My plan for this day was to walk to the Youth Hostel near the top of Glen Affric and, while I had considered climbing Ciste Dhubh, when I reached the hostel the weather ensured that this was never seriously considered. In view of the poor weather I took a slow dawdling walk along the valley finally reaching the hostel before three o’clock. I actually could stop this article now and move onto the next day as there’s not really much more to tell, but I won’t. The first half of the day I was on a broad track walking beside the south bank of Loch Affric until at the far end of the loch I turned right, avoiding the path into Gleann na Ciche, to reach a building that is marked on maps as Athnamulloch with Strawberry Cottage on the other side of the river.

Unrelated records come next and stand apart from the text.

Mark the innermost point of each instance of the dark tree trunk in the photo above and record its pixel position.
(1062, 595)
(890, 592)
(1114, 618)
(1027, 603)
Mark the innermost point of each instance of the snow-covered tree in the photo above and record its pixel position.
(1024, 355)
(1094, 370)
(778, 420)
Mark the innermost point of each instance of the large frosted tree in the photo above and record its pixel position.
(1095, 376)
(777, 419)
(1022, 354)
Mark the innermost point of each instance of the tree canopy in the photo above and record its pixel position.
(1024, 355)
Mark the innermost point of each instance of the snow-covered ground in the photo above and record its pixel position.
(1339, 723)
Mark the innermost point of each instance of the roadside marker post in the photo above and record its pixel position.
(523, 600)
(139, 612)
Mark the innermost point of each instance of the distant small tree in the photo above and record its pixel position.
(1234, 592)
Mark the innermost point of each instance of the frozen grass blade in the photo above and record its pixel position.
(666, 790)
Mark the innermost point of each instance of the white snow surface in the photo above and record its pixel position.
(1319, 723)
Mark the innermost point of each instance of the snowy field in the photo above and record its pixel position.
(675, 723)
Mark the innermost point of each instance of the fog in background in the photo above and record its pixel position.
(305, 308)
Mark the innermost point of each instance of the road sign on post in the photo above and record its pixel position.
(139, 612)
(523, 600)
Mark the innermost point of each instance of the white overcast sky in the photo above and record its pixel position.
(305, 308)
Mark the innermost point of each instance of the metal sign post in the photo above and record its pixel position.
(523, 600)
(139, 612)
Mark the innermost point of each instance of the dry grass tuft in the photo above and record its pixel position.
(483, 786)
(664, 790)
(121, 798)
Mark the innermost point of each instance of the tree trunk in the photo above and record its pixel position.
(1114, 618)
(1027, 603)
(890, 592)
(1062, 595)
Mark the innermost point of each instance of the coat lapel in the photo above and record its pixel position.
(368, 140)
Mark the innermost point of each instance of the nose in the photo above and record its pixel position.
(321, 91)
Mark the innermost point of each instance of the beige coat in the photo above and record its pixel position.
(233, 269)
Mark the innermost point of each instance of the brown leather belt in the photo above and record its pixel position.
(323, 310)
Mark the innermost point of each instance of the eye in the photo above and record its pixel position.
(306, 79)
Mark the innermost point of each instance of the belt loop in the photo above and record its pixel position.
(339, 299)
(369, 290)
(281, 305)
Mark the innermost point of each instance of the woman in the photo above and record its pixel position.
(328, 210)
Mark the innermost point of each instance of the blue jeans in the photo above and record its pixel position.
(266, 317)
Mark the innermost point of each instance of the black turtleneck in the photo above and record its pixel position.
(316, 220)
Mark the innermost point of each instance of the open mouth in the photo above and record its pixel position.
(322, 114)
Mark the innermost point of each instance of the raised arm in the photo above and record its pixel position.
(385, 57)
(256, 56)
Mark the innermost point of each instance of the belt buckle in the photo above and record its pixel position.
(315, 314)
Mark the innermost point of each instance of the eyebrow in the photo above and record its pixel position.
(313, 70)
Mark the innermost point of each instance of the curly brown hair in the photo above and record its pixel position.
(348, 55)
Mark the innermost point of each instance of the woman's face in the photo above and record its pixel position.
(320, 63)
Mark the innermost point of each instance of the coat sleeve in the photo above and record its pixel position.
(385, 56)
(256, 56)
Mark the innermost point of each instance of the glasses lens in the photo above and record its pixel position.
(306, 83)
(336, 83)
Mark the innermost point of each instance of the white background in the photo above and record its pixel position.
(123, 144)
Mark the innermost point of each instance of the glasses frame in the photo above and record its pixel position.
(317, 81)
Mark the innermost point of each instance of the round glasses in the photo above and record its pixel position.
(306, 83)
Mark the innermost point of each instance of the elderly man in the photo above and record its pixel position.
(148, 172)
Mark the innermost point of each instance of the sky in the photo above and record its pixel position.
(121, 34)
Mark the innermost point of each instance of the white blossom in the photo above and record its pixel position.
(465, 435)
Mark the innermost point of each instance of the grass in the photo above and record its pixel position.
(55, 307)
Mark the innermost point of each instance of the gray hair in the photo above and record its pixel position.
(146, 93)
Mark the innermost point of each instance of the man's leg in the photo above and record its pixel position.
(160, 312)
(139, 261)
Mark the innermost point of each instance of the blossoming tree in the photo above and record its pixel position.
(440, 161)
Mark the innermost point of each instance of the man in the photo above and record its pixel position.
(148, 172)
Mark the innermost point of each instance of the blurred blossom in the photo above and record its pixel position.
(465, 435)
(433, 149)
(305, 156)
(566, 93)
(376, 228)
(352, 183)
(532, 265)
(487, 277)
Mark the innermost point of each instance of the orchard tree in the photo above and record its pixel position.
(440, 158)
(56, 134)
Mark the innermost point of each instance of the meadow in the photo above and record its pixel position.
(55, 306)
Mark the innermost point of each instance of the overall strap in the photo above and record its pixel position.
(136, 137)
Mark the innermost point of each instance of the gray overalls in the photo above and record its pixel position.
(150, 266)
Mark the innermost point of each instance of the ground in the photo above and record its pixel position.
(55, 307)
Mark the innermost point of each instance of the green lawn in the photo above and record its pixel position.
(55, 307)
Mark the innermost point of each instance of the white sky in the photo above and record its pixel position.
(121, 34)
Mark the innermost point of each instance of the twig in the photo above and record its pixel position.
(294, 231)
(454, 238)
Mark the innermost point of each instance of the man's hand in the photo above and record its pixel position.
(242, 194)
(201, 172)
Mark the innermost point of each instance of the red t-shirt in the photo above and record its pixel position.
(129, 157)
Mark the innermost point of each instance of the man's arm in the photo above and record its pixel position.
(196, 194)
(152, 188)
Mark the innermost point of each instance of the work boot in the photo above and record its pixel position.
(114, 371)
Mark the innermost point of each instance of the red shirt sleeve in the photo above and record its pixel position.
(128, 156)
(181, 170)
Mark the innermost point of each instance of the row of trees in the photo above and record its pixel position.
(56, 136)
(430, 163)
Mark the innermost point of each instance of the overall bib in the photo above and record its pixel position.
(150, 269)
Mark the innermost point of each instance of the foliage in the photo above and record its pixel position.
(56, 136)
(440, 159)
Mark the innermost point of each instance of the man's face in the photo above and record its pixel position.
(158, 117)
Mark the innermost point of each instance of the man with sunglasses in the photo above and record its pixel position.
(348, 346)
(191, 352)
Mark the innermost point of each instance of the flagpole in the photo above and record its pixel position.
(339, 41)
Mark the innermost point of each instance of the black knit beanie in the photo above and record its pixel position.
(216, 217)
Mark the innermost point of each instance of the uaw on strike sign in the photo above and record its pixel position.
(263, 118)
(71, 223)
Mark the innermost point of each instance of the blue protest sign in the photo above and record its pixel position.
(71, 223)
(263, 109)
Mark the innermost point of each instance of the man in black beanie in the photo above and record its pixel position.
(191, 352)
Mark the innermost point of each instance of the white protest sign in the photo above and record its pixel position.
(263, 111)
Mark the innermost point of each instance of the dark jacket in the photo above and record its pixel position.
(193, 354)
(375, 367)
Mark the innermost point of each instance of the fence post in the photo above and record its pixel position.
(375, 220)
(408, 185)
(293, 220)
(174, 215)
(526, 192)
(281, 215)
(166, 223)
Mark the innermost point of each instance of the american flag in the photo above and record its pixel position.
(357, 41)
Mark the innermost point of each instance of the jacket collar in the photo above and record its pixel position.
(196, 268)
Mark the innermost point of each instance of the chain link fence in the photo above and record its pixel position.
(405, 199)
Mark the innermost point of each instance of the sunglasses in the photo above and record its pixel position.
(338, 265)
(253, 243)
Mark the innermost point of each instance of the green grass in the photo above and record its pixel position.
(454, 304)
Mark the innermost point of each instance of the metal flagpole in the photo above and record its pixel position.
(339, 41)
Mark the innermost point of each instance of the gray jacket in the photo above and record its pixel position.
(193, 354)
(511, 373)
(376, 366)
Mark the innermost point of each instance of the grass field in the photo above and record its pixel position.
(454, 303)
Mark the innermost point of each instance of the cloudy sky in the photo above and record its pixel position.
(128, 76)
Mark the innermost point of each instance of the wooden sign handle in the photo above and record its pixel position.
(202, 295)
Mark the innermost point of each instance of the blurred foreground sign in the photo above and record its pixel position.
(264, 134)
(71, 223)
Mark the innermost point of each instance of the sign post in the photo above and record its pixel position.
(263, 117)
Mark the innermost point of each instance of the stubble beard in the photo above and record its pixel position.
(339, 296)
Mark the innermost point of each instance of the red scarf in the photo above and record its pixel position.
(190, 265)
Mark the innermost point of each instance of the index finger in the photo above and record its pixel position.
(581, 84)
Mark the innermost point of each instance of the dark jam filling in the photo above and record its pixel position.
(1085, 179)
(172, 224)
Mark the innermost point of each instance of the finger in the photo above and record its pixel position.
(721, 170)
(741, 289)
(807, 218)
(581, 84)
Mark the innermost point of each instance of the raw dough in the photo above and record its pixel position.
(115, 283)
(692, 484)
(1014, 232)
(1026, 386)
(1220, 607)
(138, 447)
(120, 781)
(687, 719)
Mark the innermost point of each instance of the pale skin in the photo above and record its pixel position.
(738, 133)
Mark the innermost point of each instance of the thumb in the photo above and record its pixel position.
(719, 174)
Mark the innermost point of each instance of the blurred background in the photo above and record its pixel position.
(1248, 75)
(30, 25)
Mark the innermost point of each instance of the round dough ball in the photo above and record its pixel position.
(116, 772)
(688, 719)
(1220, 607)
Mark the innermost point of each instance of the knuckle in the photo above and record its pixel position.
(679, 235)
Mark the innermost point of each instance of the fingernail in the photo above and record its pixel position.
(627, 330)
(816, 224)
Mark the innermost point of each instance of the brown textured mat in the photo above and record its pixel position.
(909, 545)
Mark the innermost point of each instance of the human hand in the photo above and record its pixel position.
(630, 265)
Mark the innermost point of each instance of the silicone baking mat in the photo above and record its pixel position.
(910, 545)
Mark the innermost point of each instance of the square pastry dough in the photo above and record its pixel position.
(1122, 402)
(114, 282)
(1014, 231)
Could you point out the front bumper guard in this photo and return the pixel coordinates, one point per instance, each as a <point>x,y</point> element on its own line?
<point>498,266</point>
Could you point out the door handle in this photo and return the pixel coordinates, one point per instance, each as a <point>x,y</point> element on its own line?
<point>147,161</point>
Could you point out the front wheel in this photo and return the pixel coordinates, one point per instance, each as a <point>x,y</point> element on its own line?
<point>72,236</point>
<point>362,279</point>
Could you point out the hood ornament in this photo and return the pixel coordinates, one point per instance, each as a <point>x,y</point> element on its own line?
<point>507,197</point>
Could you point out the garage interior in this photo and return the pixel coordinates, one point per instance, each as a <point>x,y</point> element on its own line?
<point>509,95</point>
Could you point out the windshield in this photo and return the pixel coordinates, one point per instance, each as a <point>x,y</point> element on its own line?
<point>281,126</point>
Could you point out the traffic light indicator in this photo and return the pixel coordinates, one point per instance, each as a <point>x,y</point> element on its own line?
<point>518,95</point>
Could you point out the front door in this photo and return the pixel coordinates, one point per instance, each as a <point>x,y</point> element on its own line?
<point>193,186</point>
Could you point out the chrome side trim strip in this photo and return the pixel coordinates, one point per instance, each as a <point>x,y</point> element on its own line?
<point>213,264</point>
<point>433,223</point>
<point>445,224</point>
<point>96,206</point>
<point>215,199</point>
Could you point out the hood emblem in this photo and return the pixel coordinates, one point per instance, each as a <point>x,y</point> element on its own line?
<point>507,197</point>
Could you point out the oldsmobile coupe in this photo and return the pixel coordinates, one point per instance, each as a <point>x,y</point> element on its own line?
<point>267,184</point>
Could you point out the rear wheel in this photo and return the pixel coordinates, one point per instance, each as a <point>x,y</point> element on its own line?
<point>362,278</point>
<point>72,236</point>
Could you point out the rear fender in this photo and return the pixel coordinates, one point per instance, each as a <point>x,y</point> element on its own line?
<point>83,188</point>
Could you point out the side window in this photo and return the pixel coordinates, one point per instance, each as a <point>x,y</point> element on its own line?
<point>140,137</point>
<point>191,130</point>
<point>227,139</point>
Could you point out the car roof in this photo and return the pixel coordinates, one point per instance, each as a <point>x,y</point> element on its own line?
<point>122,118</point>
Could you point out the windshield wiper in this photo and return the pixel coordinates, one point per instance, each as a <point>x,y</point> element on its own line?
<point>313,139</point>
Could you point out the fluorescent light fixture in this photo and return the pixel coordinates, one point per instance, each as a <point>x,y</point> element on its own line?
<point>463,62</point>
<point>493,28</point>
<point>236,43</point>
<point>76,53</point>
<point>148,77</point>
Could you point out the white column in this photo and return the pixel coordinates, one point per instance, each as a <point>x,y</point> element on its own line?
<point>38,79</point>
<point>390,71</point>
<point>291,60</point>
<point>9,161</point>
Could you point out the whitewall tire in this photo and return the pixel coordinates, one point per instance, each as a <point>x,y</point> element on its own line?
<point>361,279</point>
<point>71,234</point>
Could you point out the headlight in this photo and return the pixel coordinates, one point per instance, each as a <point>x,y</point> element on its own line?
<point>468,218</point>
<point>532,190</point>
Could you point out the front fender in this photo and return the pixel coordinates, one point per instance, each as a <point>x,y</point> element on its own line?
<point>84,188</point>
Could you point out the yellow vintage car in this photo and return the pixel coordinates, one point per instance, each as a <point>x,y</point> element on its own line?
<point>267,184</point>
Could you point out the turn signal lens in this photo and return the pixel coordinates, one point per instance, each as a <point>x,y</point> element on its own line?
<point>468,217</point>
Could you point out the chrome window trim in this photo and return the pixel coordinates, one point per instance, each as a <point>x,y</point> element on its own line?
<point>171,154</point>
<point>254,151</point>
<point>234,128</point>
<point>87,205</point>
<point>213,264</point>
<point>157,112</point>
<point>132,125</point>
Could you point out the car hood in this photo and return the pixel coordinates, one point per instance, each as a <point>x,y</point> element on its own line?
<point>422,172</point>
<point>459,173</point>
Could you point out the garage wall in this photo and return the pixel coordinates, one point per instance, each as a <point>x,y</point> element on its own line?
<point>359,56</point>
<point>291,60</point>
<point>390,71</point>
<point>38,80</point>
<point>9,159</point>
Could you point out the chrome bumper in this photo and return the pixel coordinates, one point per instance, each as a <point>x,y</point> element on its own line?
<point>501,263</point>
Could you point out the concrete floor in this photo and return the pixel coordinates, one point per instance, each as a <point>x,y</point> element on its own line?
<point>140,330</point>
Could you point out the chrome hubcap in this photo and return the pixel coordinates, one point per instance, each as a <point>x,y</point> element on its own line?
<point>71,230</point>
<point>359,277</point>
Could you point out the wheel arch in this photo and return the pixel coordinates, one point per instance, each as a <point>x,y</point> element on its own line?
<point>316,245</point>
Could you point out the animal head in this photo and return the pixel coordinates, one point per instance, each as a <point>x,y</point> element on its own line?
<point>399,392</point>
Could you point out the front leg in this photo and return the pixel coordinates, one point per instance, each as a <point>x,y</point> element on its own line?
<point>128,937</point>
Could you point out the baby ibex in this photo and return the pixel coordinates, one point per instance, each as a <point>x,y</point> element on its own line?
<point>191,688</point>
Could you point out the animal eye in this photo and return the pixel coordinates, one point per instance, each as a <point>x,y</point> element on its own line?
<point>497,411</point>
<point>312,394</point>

There were a surprisingly large number of cars near these buildings, including several National Trust for Scotland vehicles, and the explanation for this would be provided when I reached the hostel. After crossing the river
beside Strawberry Cottage I felt like I had left civilisation behind, or
what little there had been in the valley. The surroundings were now
completely undeveloped with no other sign of the intrusion of man other than
the narrow track that I was walking along. The infant River Affric
meandered around the floor of the valley with the track at times closely following the river until eventually I reached the hostel,
which reminded me of the Loch Ossian Youth Hostel that is similarly
isolated, but with the added bonus of a shower (which I really needed!).
The National Trust vehicles were explained by the presence of a team of volunteers for the National Trust for Scotland who were staying at the hostel. When I had started planning this holiday I had considered volunteering here so it was interesting to see who I would have been working with if I had joined. My initial idea for this holiday in Scotland was simply to go to Glen Affric but ultimately I decided I wanted to achieve this under my own planning by walking along the entire length of the valley from the village of Cannich. I saw the valley in both rain and sunshine and was entranced by the seemingly unspoilt scenery that has actually been heavily influenced by man.
Although this day was heavily marred by the poor weather I still really enjoyed it. The rain or drizzle had stopped by noon enabling me to enjoy the slow walk along the valley before the rain started again soon after I reached the hostel. Ciste Dhubh, completely covered in cloud when I got there, is a mountain that I will have to climb another day. I do enjoy walking long distances along a good footpath through wild countryside. I don’t have to go to the top of a mountain to have a good walk and on a day like this it is much better staying on a good footpath at the bottom of the valley than trying to find your way in bad weather to the top of a mountain. When the weather is good then the top of a mountain is definitely the place to be as I found out the day before on this poor, dreich day.